Another difficult part of my job involves recruiting junior doctors. In the latest round of recruitment, not a single UK-trained doctor applied for a post in my department. Only 50 percent of higher specialty trainees in my field choose to work locally as consultants. Some of those who move out of the UK go to countries like Australia and Canada where jobs are openly advertised as being ‘better than the NHS’. Conversely, the NHS has always relied on foreign-trained staff since its inception, but these days even the international medical graduates appear keen to move almost anywhere else.

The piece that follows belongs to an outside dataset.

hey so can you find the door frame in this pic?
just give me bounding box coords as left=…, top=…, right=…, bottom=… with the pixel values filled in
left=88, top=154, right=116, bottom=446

The low morale, anxiety, and burnout experienced by so many workers in the NHS is reflected by the fact that up to 25 percent of junior doctors in my region have required pastoral support and that the suicide rate among doctors is rising. When I was a junior doctor, things were different. I did not pay a penny in tuition fees, and so I graduated with a minimal amount of debt. Rent was cheaper for student digs. I had free hospital accommodation and I could afford to buy my first home a year after graduating from medical school. Junior doctors now have no realistic chance of getting onto the housing ladder themselves, facing up to £100,000 debt from student loans.

Towards the end of my day on call, George was eventually moved to a bed on the intensive care unit. By then, he was confused and agitated, undoubtedly due to the conditions he had endured since calling for help the night before. I advised the medical student who had accompanied me never to ‘normalise’ the conditions she saw in hospital that day. It is not acceptable for patients to wait for hours for an ambulance to arrive; for paramedics to be stuck, waiting to hand patients over to hospital; for patients to be sat in hospital corridors; or for doctors to work with an understaffed and underpaid team.

I wanted to tell her that things would get better but I couldn’t. She confessed that once she gains full registration as a doctor, she plans to take a year out to work in New Zealand. I have my doubts that she will return to work in the NHS. And, to be honest, I wouldn’t blame her if she didn’t.